Laura Fazliu

Personal information
- Born: 28 September 2000 (age 25) Mitrovicë, FR Yugoslavia (now Kosovo)
- Occupation: Judoka

Sport
- Country: Kosovo
- Sport: Judo
- Weight class: ‍–‍63 kg

Achievements and titles
- Olympic Games: (2024)
- World Champ.: (2024, 2025)
- European Champ.: (2022)

Medal record
Women's judo
Representing Kosovo
Olympic Games
| Bronze medal – third place | 2024 Paris | ‍–‍63 kg |
World Championships
| Bronze medal – third place | 2024 Abu Dhabi | ‍–‍63 kg |
| Bronze medal – third place | 2025 Budapest | ‍–‍63 kg |
European Championships
| Silver medal – second place | 2022 Sofia | ‍–‍63 kg |
| Bronze medal – third place | 2023 Montpellier | ‍–‍63 kg |
World Masters
| Gold medal – first place | 2023 Budapest | ‍–‍63 kg |
| Silver medal – second place | 2022 Jerusalem | ‍–‍63 kg |
IJF Grand Slam
| Silver medal – second place | 2023 Tbilisi | ‍–‍63 kg |
| Bronze medal – third place | 2023 Tel Aviv | ‍–‍63 kg |
| Bronze medal – third place | 2023 Astana | ‍–‍63 kg |
IJF Grand Prix
| Silver medal – second place | 2026 Linz | ‍–‍63 kg |
| Bronze medal – third place | 2021 Zagreb | ‍–‍63 kg |
| Bronze medal – third place | 2025 Linz | ‍–‍63 kg |
| Bronze medal – third place | 2026 Qingdao | ‍–‍63 kg |
European U23 Championships
| Gold medal – first place | 2022 Sarajevo | ‍–‍63 kg |
| Bronze medal – third place | 2020 Poreč | ‍–‍63 kg |
World Juniors Championships
| Bronze medal – third place | 2019 Marrakesh | ‍–‍63 kg |
European Junior Championships
| Silver medal – second place | 2020 Poreč | ‍–‍63 kg |
| Bronze medal – third place | 2019 Vantaa | ‍–‍63 kg |
European Cadet Championships
| Bronze medal – third place | 2017 Kaunas | ‍–‍63 kg |
World University Games
| Silver medal – second place | 2025 Essen | ‍–‍63 kg |
Mediterranean Games
| Gold medal – first place | 2022 Oran | ‍–‍63 kg |
| Silver medal – second place | 2026 Taranto | ‍–‍63 kg |

Profile at external databases
- IJF: 26182
- JudoInside.com: 107242

= Laura Fazliu =

Kosovan judoka (born 2000)

Laura Fazliu (born 28 September 2000) is a Kosovan judoka who has won Olympic, World and European Championship medals in women's 63 kg category. She won a silver medal at the 2022 European Judo Championships, a bronze medal at the 2024 Summer Olympics, and a bronze medal at the 2024 World Judo Championships.

==Career==
Fazliu lost her bronze medal match in the women's 63 kg event at the 2018 Mediterranean Games held in Tarragona, Spain.

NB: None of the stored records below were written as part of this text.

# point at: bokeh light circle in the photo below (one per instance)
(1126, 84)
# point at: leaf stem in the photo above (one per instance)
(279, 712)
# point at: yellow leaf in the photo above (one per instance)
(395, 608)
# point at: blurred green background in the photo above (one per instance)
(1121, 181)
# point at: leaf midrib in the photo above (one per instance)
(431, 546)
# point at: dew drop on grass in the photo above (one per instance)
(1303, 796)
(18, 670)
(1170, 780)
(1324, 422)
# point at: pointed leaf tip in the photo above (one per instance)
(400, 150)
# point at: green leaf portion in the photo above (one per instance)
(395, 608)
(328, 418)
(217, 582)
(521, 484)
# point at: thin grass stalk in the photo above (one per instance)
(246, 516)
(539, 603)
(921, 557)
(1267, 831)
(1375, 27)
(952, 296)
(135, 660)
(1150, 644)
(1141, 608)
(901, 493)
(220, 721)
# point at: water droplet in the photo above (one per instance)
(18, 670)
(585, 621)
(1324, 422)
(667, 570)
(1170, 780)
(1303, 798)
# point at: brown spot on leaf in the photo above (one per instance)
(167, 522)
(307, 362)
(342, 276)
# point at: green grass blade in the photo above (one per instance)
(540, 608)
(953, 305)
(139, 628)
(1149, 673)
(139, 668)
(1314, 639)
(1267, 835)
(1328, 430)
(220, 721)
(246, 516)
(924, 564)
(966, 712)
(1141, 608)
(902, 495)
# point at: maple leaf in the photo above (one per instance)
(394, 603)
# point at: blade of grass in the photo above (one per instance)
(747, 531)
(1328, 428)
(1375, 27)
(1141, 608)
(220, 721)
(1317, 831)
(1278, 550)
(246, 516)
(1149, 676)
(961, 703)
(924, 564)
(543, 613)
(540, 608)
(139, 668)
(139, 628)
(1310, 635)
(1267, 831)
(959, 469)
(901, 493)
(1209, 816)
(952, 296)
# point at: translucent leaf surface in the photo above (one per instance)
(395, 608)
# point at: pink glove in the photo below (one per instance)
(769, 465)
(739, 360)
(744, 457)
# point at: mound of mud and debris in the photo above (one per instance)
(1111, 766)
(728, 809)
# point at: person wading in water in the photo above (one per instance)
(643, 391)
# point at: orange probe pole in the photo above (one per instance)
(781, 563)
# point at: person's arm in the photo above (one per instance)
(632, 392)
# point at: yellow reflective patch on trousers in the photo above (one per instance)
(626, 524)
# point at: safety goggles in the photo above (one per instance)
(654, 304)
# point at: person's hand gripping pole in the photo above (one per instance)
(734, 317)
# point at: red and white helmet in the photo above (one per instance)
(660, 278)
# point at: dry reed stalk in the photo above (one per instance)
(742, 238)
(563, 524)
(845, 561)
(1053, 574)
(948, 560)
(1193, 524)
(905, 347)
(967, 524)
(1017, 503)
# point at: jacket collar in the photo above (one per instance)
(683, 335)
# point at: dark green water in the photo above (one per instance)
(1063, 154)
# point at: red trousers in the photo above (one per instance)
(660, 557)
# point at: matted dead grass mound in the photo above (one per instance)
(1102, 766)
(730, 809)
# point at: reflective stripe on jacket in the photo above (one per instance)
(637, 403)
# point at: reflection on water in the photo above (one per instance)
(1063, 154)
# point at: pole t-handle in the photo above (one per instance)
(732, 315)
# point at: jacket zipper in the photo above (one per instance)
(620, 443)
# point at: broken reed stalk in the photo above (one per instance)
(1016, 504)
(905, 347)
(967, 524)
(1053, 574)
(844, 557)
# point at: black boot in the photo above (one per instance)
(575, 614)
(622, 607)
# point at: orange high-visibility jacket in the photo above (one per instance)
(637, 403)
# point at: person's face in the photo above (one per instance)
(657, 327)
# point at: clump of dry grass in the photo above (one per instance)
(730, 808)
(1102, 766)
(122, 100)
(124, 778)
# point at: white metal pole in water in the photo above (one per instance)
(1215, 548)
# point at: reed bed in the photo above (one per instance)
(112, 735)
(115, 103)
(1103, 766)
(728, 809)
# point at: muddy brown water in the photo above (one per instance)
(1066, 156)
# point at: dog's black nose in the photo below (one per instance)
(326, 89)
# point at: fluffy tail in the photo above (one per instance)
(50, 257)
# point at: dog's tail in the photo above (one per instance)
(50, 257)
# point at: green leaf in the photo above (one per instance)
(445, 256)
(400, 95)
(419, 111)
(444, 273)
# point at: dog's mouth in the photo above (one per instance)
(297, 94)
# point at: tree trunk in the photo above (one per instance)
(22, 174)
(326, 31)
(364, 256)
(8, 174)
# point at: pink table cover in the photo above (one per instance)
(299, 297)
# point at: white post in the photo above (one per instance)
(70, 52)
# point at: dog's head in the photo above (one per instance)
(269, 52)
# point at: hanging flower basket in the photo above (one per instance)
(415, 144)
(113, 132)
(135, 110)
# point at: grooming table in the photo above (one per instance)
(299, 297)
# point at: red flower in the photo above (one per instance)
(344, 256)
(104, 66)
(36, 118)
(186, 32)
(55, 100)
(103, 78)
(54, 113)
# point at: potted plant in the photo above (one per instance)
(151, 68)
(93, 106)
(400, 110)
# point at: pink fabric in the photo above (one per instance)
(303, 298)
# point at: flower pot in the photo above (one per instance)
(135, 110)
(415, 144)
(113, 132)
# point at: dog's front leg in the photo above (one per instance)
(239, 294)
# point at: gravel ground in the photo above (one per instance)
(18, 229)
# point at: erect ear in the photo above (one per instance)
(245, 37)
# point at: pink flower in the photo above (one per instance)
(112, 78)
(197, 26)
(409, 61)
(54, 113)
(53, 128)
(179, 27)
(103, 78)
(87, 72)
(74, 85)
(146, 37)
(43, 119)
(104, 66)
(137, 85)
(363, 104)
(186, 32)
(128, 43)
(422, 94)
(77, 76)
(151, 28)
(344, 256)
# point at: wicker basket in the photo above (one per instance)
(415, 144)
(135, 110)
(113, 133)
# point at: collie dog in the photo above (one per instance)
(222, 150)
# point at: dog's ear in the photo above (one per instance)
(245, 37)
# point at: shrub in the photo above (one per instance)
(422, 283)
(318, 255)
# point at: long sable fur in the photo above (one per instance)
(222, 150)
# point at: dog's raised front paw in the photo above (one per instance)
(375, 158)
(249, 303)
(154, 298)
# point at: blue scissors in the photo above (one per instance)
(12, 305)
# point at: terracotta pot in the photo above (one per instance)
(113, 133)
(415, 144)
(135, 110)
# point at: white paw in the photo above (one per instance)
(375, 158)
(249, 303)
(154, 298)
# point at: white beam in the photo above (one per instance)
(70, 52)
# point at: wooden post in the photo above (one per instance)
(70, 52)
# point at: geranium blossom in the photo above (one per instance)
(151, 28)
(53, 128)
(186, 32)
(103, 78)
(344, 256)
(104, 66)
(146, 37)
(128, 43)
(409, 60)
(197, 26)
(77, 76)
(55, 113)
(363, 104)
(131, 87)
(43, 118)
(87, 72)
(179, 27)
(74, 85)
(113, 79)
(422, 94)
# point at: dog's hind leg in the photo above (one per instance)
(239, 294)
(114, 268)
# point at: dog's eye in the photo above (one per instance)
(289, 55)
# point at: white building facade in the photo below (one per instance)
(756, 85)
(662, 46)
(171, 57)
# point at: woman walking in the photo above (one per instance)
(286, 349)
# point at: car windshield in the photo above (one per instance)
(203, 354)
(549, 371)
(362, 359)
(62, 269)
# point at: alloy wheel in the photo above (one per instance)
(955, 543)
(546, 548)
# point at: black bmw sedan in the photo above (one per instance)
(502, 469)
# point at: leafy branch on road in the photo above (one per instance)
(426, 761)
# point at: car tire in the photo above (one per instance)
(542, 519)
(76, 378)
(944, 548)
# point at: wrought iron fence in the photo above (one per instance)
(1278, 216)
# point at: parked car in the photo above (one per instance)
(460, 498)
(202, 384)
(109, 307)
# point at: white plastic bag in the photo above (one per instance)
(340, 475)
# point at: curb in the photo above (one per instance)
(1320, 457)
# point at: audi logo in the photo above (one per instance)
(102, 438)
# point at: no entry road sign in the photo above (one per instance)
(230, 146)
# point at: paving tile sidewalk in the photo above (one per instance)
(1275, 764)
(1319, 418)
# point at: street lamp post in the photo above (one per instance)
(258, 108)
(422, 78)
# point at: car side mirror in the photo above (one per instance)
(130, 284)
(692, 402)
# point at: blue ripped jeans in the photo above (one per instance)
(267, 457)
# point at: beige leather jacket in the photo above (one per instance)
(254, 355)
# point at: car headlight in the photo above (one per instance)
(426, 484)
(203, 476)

In 2021, Fazliu lost her bronze medal match in the women's 63 kg event to finish fifth at the European Judo Championships held in Lisbon, Portugal. She also competed in the women's 63 kg event at the 2021 World Judo Championships held in Budapest, Hungary, where she was knocked out in the second round.

In 2022, Fazliu won the silver medal in the women's 63 kg event at the 2022 European Judo Championships held in Sofia, Bulgaria. The same year, she won the gold medal in the women's 63 kg event at the 2022 Mediterranean Games held in Oran, Algeria.

In May 2024, Fazliu lost in the quarter finals of the women's 63 kg event at the World Judo Championships, but won two repechage matches to win a bronze medal. In July that year, Fazliu won the bronze medal match in the women's 63 kg event at the 2024 Paris Olympic Games held in Paris, France, after defeating Croatian competitor Katarina Krišto.

Fazliu took a break after the 2024 Olympics, returning to competition in the women's 63 kg event at the 2025 Judo Grand Prix Linz. In Linz she lost in the semi finals to Japanese judoka So Morichika, before winning the bronze medal match against Joni Geilen of the Netherlands.